Dans ce contexte, la République Démocratique du Congo, premier producteur mondial de cobalt et acteur majeur du cuivre, apparaît naturellement comme un pays clé. Mais au-delà des discours, une question s’impose : la RDC, et plus particulièrement la province du Tanganyika, peuvent-elles réellement produire des batteries lithium-ion finies sur place ?
Des atouts miniers réels, mais incomplets
La RDC dispose d’avantages comparatifs solides sur certains minerais critiques :
Cobalt : leadership mondial incontestable
Cuivre : composant essentiel des batteries et des réseaux électriques
Manganèse : présent dans certaines zones, utilisé dans plusieurs chimies de batteries
En revanche, le lithium, élément central des batteries lithium-ion, n’est pas produit à ce jour à une échelle industrielle en RDC. Les projets identifiés restent limités à la prospection.
La province du Tanganyika, en particulier, ne fait pas encore partie des bassins lithium confirmés, contrairement au Zimbabwe, à la Namibie ou à l’Australie.
Cette réalité implique que la RDC ne maîtrise pas encore l’ensemble de la chaîne d’approvisionnement minérale nécessaire à la fabrication complète de batteries.

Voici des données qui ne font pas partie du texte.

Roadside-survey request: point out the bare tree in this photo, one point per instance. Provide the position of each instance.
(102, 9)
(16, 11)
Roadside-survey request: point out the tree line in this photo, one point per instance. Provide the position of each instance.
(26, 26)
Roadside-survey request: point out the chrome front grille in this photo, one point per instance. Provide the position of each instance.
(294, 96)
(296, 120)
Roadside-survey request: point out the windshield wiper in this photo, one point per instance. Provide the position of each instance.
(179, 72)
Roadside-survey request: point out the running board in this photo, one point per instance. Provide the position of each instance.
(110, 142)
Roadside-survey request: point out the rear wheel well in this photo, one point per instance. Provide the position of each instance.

Fabriquer une batterie : une chaîne industrielle lourde et exigeante
La production d’une batterie lithium-ion finie repose sur une chaîne de valeur complexe comprenant :
l’extraction et le raffinage chimique de haute pureté, la fabrication des cathodes et des anodes, la production des cellules dans des environnements industriels ultra-contrôlés, l’assemblage des modules et packs, les tests, la certification et la gestion du recyclage.
Ces étapes exigent :
une électricité stable, abondante et compétitive, des infrastructures industrielles lourdes, une main-d’œuvre hautement qualifiée, des normes de qualité internationales strictes, et des investissements de plusieurs centaines de millions de dollars.
À ce stade, la RDC ne dispose pas encore de cet écosystème industriel intégré, et la province du Tanganyika en particulier reste en phase de structuration de ses bases industrielles.
Le Tanganyika : potentiel logistique et foncier, limites industrielles actuelles
La province du Tanganyika présente néanmoins des atouts stratégiques :
une position géographique ouvrant vers les corridors régionaux (Zambie, Tanzanie, port de Dar es Salaam),
un potentiel hydroélectrique encore largement sous-exploité,
une disponibilité foncière propice à la création de zones industrielles dédiées.
Mais les contraintes demeurent structurantes :
déficit d’électricité industrielle continue,
faible présence de filières de chimie fine et d’ingénierie des matériaux,
absence d’un écosystème batteries déjà opérationnel.
Dans ce contexte, la fabrication locale de batteries lithium-ion finies apparaît peu réaliste à court terme.

Les segments réalistes à court et moyen terme
Une stratégie industrielle crédible pour la RDC et le Tanganyika consisterait à se positionner progressivement sur :
la production de précurseurs de cathodes, à partir du cobalt et du manganèse locaux,
le développement d’unités de raffinage avancé,l’assemblage de modules et de packs destinés au stockage stationnaire (solaire, télécoms, mini-réseaux),
l’attraction de partenariats industriels internationaux dans des zones économiques spéciales, intégrant transfert de technologie et formation.
C’est à ce niveau que la création de valeur locale, les emplois qualifiés et l’industrialisation progressive deviennent concrètement atteignables.